I've been thinking lately a lot about how much I like using F# and how I use it.
I'm a grad student and I have been developing my own software to run scientific simulations for the last 2 years. 95% of my code is C#. It's been a bit of a pain, though, because I can't use C# for everything, as hard as I try. Setting up my simulations usually requires MATLAB to create the input files, and after the simulation is finished, I need to use MATLAB again to postprocess the results.
This leads to a lot of inefficiencies, because not only do I have file parsers written in C#, but I need to duplicate that functionality in MATLAB. So if I change anything in my code, I need to update it in 2 places -- my C# simulation code and my MATLAB pre/post-processing code.
I've started using F# for the pre/post-processing because it just makes sense -- I can re-use all of my C# libraries because F# is interoperable with all things .NET. This is fantastic.

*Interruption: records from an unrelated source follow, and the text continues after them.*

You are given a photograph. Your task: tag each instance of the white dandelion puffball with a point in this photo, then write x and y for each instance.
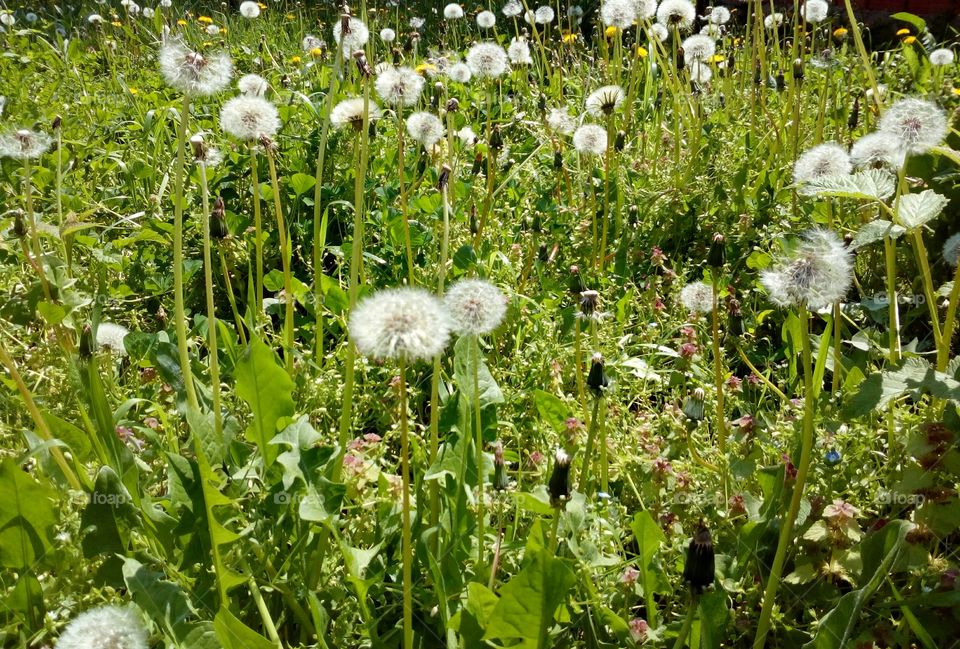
(560, 122)
(951, 250)
(486, 19)
(425, 128)
(644, 9)
(107, 627)
(814, 11)
(353, 38)
(519, 52)
(590, 139)
(942, 56)
(823, 160)
(349, 112)
(110, 337)
(698, 47)
(920, 124)
(676, 13)
(618, 13)
(818, 274)
(24, 144)
(697, 297)
(252, 84)
(476, 307)
(249, 118)
(407, 323)
(877, 150)
(719, 15)
(400, 86)
(700, 72)
(249, 9)
(487, 60)
(310, 43)
(460, 72)
(604, 100)
(543, 15)
(192, 73)
(512, 9)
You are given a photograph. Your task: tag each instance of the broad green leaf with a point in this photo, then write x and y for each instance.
(917, 209)
(267, 388)
(839, 625)
(27, 518)
(528, 602)
(871, 185)
(234, 634)
(876, 231)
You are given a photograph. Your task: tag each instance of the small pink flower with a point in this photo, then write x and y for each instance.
(638, 629)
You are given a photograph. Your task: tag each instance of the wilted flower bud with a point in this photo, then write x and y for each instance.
(559, 486)
(700, 569)
(597, 379)
(717, 255)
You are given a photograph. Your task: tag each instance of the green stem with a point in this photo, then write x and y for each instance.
(806, 451)
(180, 321)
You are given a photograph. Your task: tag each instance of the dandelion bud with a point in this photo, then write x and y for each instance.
(717, 255)
(86, 343)
(499, 468)
(700, 569)
(693, 405)
(559, 486)
(597, 379)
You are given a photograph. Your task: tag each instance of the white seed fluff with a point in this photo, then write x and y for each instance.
(407, 323)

I mainly use .fsx files for scripting and put commonly-used code in .fs files.
But, as useful as this is, the quality of work (i.e. graphs, plots, data processing, etc) aren't as nice as MATLAB. So I've been thinking about what the perfect F# IDE would be like. And, now that Visual Studio 2008 Shell has been released (and F# has been announced to become the next "product" language for Visual Studio), it seems as though this kind of thing might not be very far off. Sweet.
As much as I like the F# language, the real pain point for me is finding .NET libraries to do useful scientific computing tasks. You know, like plotting highly-customized graphs (2D and 3D), doing operations on large data files, performing linear algebra, creating animations and movies, optimization, interacting with various 3D/FEM file formats, etc. Essentially, everything that MATLAB does :P (but much faster. off-topic: man, MATLAB is sooooo slow.)
ZedGraph works for 2D graphs, and I know I can use Managed DirectX for doing 3D stuff. dnAnalytics can be used for linear algebra and I use Alchemi for parallel computing. But the APIs for these kinds of thing are, when you really get down into it, extremely low-level. If I want a 3D plot of a function, I need to go in and create the mesh by hand, position lights and cameras, etc. It's not like calling the "surf" function in MATLAB.
Perhaps that might be a really useful community project to start -- an "F# Lab" Visual Studio 2008 Shell plugin that integrates FSI with a number of useful open-source .NET libraries for doing numerical/scientific computing tasks, with a well-thought-out F# wrapper layer that abstracts away some of the tricky C#/F# interop. I know I'd sure use it.